What Deleuze and Guattari offer is a theoretical standpoint capable of re-reading Baudrillard's hapless world of illusion as a type of metamorphosis that offers up a range of leverage points for change. Set against the cynicism of postmodern ethics a new moral landscape emerges of hope and new possibilities. As artists and designers we can combine our talents and seek to re-touch the real through making and constructing our own narratives of representation. In the world of the Matrix it is interesting to see that the hollow book that represents simulacra and simulacrum is handmade with a green cloth binding with its title in embossed type. The prop no doubt made by an expert craftsperson. This craft is of course linked to the crafts of camera work, editing, special effects creation and all the other skills required by the community of film-makers. Debates in seminars have suggested to me that our ethical and moral world is one that needs rebuilding and perhaps one avenue we can take as artists and designers is to do this collectively alongside the collective sharing of our individual crafts. Is this perhaps a move towards a new type of guild system?
Friday, 3 December 2010
Conflict resolution and metaphor
The images of H block point out just how emotively powerful a simple letter can be. However typography can also be used to resolve conflict as well as being able to identify it.

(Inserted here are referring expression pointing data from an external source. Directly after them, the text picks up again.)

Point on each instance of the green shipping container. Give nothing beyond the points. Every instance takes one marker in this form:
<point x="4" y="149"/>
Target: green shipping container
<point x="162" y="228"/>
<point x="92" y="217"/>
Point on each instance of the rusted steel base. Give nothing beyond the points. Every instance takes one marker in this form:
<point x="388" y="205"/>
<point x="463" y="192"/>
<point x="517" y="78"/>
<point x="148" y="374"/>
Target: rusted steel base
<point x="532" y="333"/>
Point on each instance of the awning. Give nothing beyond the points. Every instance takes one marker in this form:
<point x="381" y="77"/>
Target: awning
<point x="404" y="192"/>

Metaphor is not just a rhetoric trope. It achieves its effects via association, comparison or resemblance and the concept of understanding one thing in terms of another is very powerful. One area that this has been used is in conflict resolution. The diagram below is part of a conversation with an IRA prisoner in one of the H blocks Her Majesty’s Prison Maze.
Each line is numbered so that it can be recorded and easily retrieved. The numbering acts as a spine and the other person in the conversation has their speech set out to the left of the numerical column.

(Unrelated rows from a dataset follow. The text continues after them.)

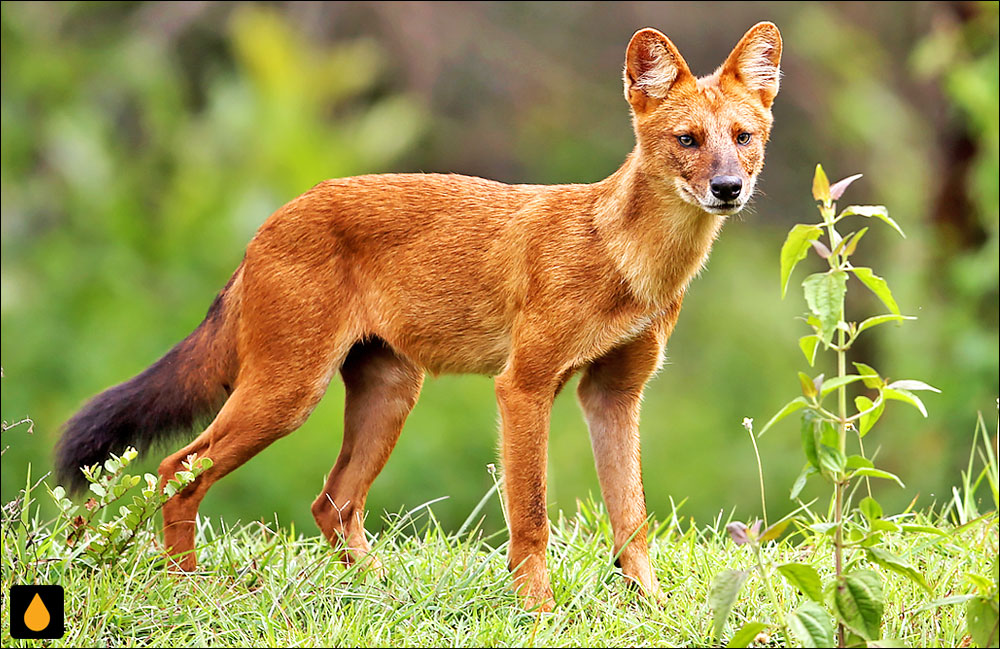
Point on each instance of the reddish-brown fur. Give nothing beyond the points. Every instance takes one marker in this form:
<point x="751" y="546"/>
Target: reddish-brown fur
<point x="384" y="278"/>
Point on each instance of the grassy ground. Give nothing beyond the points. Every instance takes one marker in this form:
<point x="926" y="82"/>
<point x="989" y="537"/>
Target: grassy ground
<point x="260" y="585"/>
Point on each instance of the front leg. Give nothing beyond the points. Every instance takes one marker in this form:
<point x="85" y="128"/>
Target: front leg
<point x="610" y="393"/>
<point x="525" y="400"/>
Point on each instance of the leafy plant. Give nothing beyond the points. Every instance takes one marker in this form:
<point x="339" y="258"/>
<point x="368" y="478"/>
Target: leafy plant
<point x="854" y="596"/>
<point x="95" y="534"/>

As a conversation evolves the task of the observer (this could be a computer analysing the data) is to highlight the way that metaphors become common to the two speakers.
Lynne J Cameron and Juurd H. Stelma’s paper 'Metaphor Clusters in Discourse' can be found in the Journal of Applied Linguistics, Vol 1, No 2 (2004)

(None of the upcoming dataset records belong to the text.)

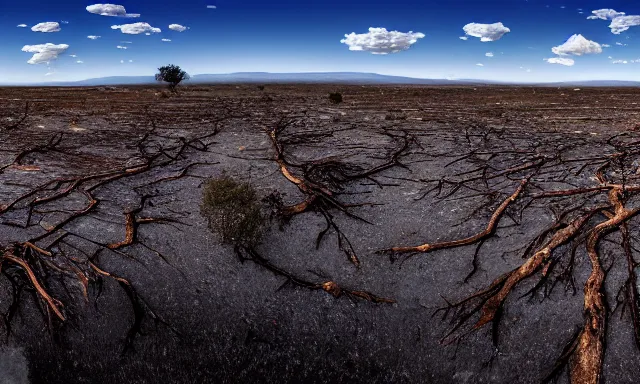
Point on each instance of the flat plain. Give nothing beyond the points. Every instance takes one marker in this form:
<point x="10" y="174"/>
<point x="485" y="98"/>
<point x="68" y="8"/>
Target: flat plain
<point x="415" y="234"/>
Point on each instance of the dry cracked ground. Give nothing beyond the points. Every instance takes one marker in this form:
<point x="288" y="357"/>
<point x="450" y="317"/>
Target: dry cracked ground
<point x="415" y="235"/>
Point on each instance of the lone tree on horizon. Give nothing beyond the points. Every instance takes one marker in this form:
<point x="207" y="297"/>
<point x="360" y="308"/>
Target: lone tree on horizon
<point x="171" y="74"/>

The article points out that they have developed software to examine the clustering of metaphors as they occur but the reality is that they are not a graphic designers and therefore the images created by the software lack clarity and have no sense of how typography can be used to represent voice.
If only a good type designer had been taken on board. This could have been resolved either in moving type by using ideas similar to:
http://www.youtube.com/v/Q5VJePDSXlQ Where’s my money? or http://www.youtube.com/v/ejweI0EQpX8 Who’s on First? or
http://www.youtube.com/v/kb2iRbtrSb4 Pirates of the Caribbean text
Or the problem could have been solved using static type in a traditional way and thinking about the grid, typeface, size and colour as ways to structure and point out relationships as metaphors cluster.
The point for me is that this is a really useful tool and that a good typographer could make it even more useful. Lynne J Cameron teaches at the University of Leeds, perhaps someone should contact her and suggest that they could use the services of a good typographer.